O ministro da Educação, Abraham Weintraub, defendeu colocar na cadeia os ministros da Suprema Corte. Falou isso com a cara mais lavada, de quem vem sendo alvo de denúncias de racismo e outros atentados contra os direitos humanos. É, talvez, o segundo ministro mais despreparado que já passou pela pasta desde o início da República. Talvez, e só talvez, ganhe de Ricardo Vélez Rodriguez, demitido a contragosto por Bolsonaro. É o tipo de ministro admirado pelo presidente, por ser ideologicamente retrógrado, incompetentemente e falastrão.
“Eu por mim colocava esses vagabundos todos na cadeia, começando no STF”, disse Weintraub.
Teve posições mais tresloucadas, como as de Damares pregando a prisão de governadores e prefeitos. Vamos a elas um pouco mais na frente, porque a crème de la crème da reunião foi a ‘ideia genial’ do ministro do Meio Ambiente, Ricardo Salles. A proposta dele foi aproveitar a pandemia do novo Coronavírus para passar no Congresso toda sorte de projetos que beneficiem grileiros e os donos das motosserras que não descansarão enquanto não destruírem a floresta amazônica. E a referência ao “gado” foi hors-concours.
“Precisa ter um esforço nosso aqui enquanto estamos nesse momento de tranquilidade no aspecto de cobertura de imprensa, porque só fala de Covid, e ir passando a boiada e mudando todo o regramento e simplificando normas”, disse.
E aí chegamos à ministra Damares Alves (Mulher, Família e Direitos Humanos), toda disposta a colocar governadores e prefeitos na cadeia. E por quê? Muito claramente por que estes gestores toparam adotar medidas mais duras para restringir a circulação das pessoas. E por que isso, Damares? Para salvar vidas. E por que cargas d’água a ministra tem falado em prender os governadores? Aí, meu amigo, só indo na goiabeira perguntar.
“A pandemia vai passar, mas governadores e prefeitos responderão processos e nós vamos pedir inclusive a prisão de governadores e prefeitos. E nós tamo subindo o tom e discursos tão chegando. Nosso ministério vai começar a pegar pesado com governadores e prefeitos”, acrescenta Damares Alves.

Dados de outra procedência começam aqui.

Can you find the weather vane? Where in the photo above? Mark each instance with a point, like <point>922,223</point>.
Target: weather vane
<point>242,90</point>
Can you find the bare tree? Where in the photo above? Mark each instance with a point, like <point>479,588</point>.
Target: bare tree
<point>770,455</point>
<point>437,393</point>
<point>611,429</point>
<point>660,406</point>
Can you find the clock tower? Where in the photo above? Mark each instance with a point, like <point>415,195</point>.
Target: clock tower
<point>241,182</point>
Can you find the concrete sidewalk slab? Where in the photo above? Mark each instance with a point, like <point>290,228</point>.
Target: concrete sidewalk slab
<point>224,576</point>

O vídeo teve o mérito único de revelar, para todo mundo, como as coisas são tramadas no governo. Como a postura antidemocrática e antipovo permeia toda a administração federal. Estamos em meio a uma pandemia e tem ministro falando em garrotear projetos que apoiam a devastação das florestas. Estão morrendo milhares de pessoas no país e uma ministra estava preocupada em prender prefeitos e governadores adversários. Estávamos na curva de subida dos casos da pandemia e o presidente estava preocupado se os filhos e amigos seriam presos pela Polícia Federal.

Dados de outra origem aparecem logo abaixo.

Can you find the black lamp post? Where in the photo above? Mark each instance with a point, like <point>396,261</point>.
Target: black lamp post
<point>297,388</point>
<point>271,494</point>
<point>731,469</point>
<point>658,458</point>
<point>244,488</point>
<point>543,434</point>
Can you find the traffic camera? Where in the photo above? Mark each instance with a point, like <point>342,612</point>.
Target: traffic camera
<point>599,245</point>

Em dado momento, o presidente se refere ao governo em meio à pandemia como uma nau indo em direção a um iceberg. Mas, acreditem, a preocupação dele com esse naufrágio não era com salvar vidas. O pedido, como mostra a frase abaixo, dita aos auxiliares, foi para defendê-lo diante das crises.
“O nosso barco tá indo, mas não sabemos ainda […] esse vírus, pra onde tá indo nosso barco. Pode tá indo em direção a um iceberg. A gente vai pro fundo. Então vamos se ligar, vamos se preocupar. Quem de direito, se manifesta, com altivez, com palavras polidas, tá? Mas coloca uma posição! Porque não pode tudo, tudo, veio pra minha retaguarda, tudo tá? E vocês têm que apanhar junto comigo, logicamente quando tiver motivo pra apanhar, ou motivo pra bater”, afirmou o presidente aos ministros.
Ou seja, estamos no meio de um filme de terror e o medo é que não tenhamos um final feliz.